Di quest’ultimo reato dovrà rispondere anche un 59enne di Corato (E.M.), che, in qualità di responsabile di un patronato di Corato, in cambio del riconoscimento da parte del legale della somma di € 50,00 per ogni caso, raccoglieva presso il proprio ufficio le firme dei braccianti in calce ai mandati sui ricorsi già predisposti dallo stesso Avvocato.

Degli esiti dell’attività di indagine dovrà rispondere anche un cancelliere in servizio presso la sezione lavoro del Tribunale di Trani, per falso e abuso in atti di ufficio, la cui posizione è al vaglio dell’Autorità Giudiziaria.

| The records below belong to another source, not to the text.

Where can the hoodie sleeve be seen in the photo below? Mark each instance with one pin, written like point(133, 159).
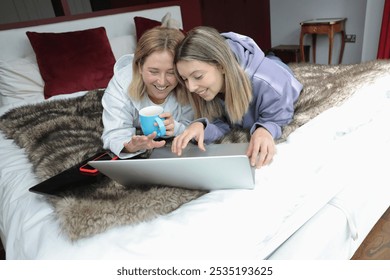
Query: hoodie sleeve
point(275, 89)
point(118, 114)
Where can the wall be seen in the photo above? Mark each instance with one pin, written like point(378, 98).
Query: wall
point(24, 10)
point(363, 20)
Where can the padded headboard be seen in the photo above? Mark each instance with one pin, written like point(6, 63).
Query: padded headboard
point(15, 44)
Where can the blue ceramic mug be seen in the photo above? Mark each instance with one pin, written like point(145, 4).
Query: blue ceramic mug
point(148, 116)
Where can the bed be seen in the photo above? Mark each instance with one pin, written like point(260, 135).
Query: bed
point(325, 189)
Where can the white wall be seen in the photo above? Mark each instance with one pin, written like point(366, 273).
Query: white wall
point(363, 19)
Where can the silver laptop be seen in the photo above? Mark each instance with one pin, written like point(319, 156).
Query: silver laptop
point(221, 166)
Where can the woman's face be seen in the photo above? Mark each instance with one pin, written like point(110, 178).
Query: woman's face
point(158, 75)
point(204, 79)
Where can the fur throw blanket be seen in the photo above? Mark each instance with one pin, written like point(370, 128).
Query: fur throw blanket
point(57, 135)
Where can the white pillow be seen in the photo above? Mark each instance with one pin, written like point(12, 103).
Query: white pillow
point(20, 79)
point(123, 45)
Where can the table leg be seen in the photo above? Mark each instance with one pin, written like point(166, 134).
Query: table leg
point(330, 35)
point(314, 43)
point(342, 46)
point(302, 49)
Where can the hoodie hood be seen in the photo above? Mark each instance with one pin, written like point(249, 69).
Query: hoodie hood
point(247, 52)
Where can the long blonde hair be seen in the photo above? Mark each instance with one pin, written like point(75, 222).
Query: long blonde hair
point(207, 45)
point(153, 40)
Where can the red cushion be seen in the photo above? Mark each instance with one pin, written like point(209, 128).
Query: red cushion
point(142, 24)
point(73, 61)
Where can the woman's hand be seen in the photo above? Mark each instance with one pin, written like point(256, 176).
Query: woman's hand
point(261, 148)
point(169, 123)
point(142, 142)
point(193, 131)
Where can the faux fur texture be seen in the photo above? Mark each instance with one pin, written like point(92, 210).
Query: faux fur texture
point(59, 134)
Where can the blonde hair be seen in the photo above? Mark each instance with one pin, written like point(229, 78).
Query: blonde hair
point(153, 40)
point(207, 45)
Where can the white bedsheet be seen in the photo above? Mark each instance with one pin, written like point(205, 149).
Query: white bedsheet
point(342, 148)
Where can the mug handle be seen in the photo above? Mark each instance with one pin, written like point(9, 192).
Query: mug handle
point(161, 127)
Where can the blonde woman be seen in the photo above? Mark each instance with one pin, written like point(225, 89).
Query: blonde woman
point(233, 84)
point(143, 79)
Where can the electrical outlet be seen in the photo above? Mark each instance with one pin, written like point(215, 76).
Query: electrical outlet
point(350, 38)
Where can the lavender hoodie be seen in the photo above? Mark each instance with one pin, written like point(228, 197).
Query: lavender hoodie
point(275, 90)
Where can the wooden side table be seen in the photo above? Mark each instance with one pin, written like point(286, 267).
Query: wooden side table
point(327, 26)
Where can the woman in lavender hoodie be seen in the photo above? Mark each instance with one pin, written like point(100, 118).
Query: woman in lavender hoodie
point(233, 84)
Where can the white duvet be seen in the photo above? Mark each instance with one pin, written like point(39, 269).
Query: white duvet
point(343, 148)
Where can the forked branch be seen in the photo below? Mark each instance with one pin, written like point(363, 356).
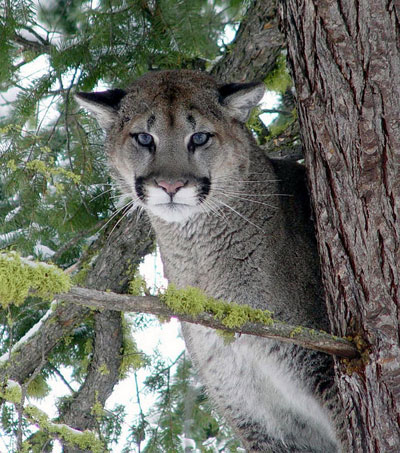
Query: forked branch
point(308, 338)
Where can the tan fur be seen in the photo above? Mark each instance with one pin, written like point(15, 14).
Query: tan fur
point(238, 227)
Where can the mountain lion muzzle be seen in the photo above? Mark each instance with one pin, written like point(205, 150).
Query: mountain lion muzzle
point(237, 225)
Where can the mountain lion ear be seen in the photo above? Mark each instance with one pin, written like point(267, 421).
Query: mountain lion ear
point(103, 105)
point(241, 98)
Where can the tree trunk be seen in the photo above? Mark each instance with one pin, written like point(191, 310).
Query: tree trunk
point(345, 61)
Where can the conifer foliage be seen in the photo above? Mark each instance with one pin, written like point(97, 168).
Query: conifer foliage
point(56, 198)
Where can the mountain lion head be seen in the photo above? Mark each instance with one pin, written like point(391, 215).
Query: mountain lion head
point(176, 139)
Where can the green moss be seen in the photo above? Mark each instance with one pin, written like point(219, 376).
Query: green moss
point(228, 337)
point(19, 276)
point(85, 440)
point(11, 392)
point(38, 387)
point(97, 409)
point(103, 369)
point(131, 356)
point(193, 301)
point(279, 79)
point(296, 331)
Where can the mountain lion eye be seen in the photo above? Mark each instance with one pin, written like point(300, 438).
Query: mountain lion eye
point(144, 139)
point(200, 138)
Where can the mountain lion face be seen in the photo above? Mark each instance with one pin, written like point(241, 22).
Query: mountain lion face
point(176, 139)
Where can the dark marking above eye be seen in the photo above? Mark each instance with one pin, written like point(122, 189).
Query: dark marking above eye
point(150, 122)
point(192, 121)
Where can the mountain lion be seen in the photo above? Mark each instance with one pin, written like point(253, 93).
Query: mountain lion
point(236, 224)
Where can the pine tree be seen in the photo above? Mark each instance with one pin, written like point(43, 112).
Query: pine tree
point(57, 201)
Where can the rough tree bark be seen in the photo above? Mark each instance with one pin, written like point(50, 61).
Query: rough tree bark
point(345, 61)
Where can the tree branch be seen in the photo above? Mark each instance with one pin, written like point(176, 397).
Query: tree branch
point(308, 338)
point(257, 44)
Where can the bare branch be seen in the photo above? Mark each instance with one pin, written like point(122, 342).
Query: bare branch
point(308, 338)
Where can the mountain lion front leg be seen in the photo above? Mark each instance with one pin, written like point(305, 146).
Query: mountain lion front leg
point(259, 394)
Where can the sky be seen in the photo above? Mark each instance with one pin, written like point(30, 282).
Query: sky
point(166, 337)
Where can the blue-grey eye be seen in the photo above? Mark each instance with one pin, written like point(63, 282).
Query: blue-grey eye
point(144, 139)
point(200, 138)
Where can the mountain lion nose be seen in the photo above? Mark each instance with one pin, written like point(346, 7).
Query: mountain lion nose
point(170, 187)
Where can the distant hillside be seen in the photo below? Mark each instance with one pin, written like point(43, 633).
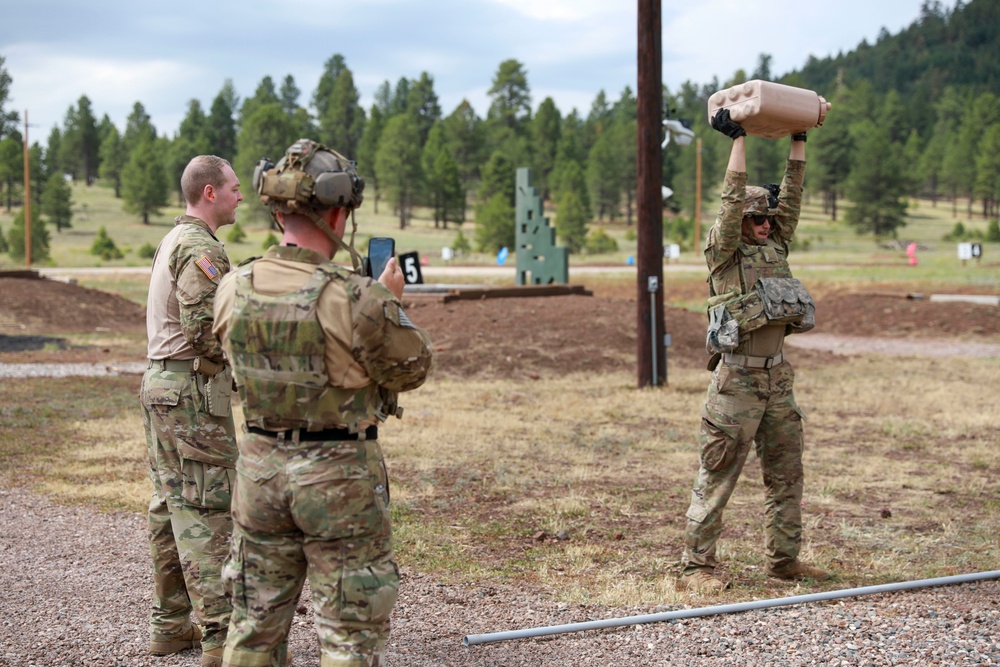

Da ulteriori accertamenti disposti dall’A.G., è emerso che l’Avvocato, iscritto all’Ordine forense di Bari, relativamente ai ricorsi depositati presso il Tribunale di Trani - Sezione Lavoro (dal 2003 al 2011) aventi per oggetto la rideterminazione delle indennità di disoccupazione agricola, ha patrocinato quasi un migliaio di controversie di cui oltre la metà sono risultate accolte e di conseguenze sfavorevoli per l’INPS, che ha pertanto corrisposto nei confronti dei ricorrenti la somma complessiva di € 24.000, nonché, a titolo di spese legali in favore del professionista, la somma complessiva di € 347.000. Analogo accertamento è stato condotto presso la Corte di Appello di Lecce, in relazione ai ricorsi per equa riparazione da lui patrocinati, per i quali sono stati già emessi 300 decreti in favore dei ricorrenti,  per i quali il Ministero della Giustizia ha pagato la somma complessiva di € 372.000, nonché, a titolo di spese legali, la somma complessiva di € 26.000, restando in attesa di liquidazione a favore dell’Avvocato ulteriori € 209.000. Su tutti questi fatti la Procura della Repubblica di Trani svolgerà ulteriori indagini.